Я развязал рюкзак, вынул дешевенькую мыльницу с моим любимым «кокосовым» мылом и протянул Ампирову. Взяв ее из моих рук, он вышел, не закрыв за собой дверь, и голодные лютые комары сразу же несметным роем ринулись в комнату, привлеченные ярким светом лампы. Я выключил свет, и тут же со двора послышался недовольный голос Ампирова:
— Включите, пожалуйста, свет, чтобы я мог умыться. Здесь темно, как у негра в жж…желудке!
Я подчинился. «Вот досада, — подумал я. — Теперь комары всю ночь спать не дадут. Но что поделаешь? И зачем ему там свет понадобился? Как будто он там собирается не умываться, а вышивать мелким бисером. Ну да черт с ним — все равно последняя ночь на полигоне!»
Натянув на голову простыню, я слышал сквозь комариный писк, как Ампиров гремел умывальником, крякал и отфыркивался. Вскоре он вошел, тщательно затворил дверь и, подойдя к моей кровати, протянул мне мыльницу. По ее весу я понял, что она наполовину заполнена водой, и мыло к утру раскиснет, чего я терпеть не мог. Но я решил смириться — все равно завтра уезжать.
— Спасибо. У Вас дорогое мыло. Мне такое не по карману. Обхожусь «банным», — пробурчал Ампиров и, громко сопя, начал готовиться ко сну.
Наконец он выключил свет и улегся. Сон от меня отскочил, и я слышал, как он ворочался, и сетка его кровати отзывалась противным скрипом. Несколько минут спустя он забористо захрапел. Какое-то время я еще лежал, переворачиваясь с боку на бок и отбивая атаки комаров, а потом сон одолел и меня.

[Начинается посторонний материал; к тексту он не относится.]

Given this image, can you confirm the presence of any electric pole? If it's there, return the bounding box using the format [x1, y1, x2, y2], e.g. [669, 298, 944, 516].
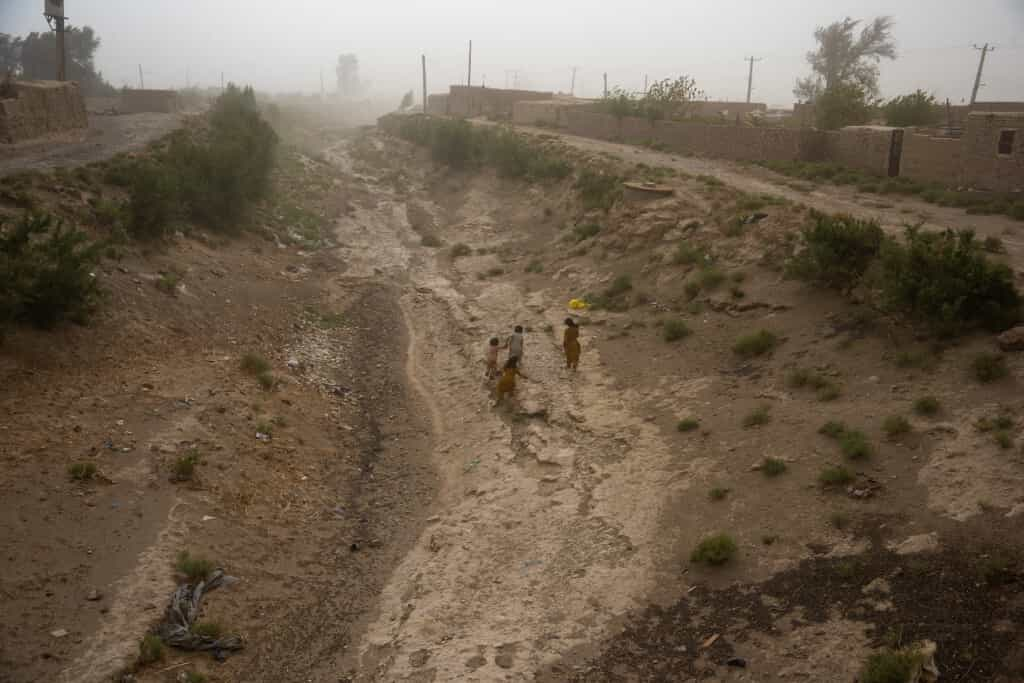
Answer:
[971, 43, 995, 105]
[745, 57, 761, 104]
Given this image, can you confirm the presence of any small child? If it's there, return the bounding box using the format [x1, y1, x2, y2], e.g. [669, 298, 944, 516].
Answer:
[495, 358, 529, 407]
[485, 337, 501, 380]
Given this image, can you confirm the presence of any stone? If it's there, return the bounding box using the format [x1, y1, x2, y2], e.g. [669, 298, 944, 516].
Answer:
[996, 325, 1024, 351]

Домой я уехал в прескверном настроении. Все складывалось как-то неудачно: моя первая в жизни, так сказать, официальная инженерная работа оказалась совсем не инженерной. Однако я старался выполнить ее честно и добросовестно, но этого, увы, никто не оценил. Преуспели халтурщики Миня и Шурик — их похвалили и Почепа, и сам Ампиров; за недобросовестную работу им заплатили по полной лаборантской ставке и за практику выставили по пятерке. А мною Ампиров с Почепой бесцеремонно ноги вытерли, да еще и товарищи насмеялись. Ну где же справедливость, о которой так много толковали и в школе, и в институте, и в литературе? Шурик сказал, что ее не существует, и он, как видно, прав на все сто процентов.
Но должно же мне было хоть в чем-то повезти. И повезло — каникулы я провел в свое удовольствие в обществе Тони Ампировой. Нет, она не родственница Валентина Аркадьевича — всего-навсего однофамилица. Девочка красивая — всем парням на зависть. Правда, мне она показалась не очень умной, но мой ближайший друг Вовка уверял, что ум для женщины отнюдь не главное. Быть может, это и верно, однако ее глупость меня немного раздражала.
Я часто одалживал у Вовки моторную лодку, на которой мы с Тоней ездили вниз по течению Днепра, останавливались на безлюдных пляжах, посещали также многолюдные организованные пляжи, собирали веселые компании, ловили рыбу и раков, разводили костры, варили уху.
Каникулы пролетели, как одно мгновение. Пришла пора ехать на занятия. Расставаться с Тоней мне никак не хотелось, но ничего не попишешь, занятия есть занятия. Я понимал, что такая девочка ждать не будет — ей просто не дадут. Но что было делать? Волей-неволей с болью в сердце пришлось смириться с будущей потерей. И я, конечно же, подчинился судьбе — мысленно простившись с Тоней навсегда, поехал продолжать учебу.
И снова замелькали дни, как в кино — моя студенческая жизнь потекла по прежнему руслу.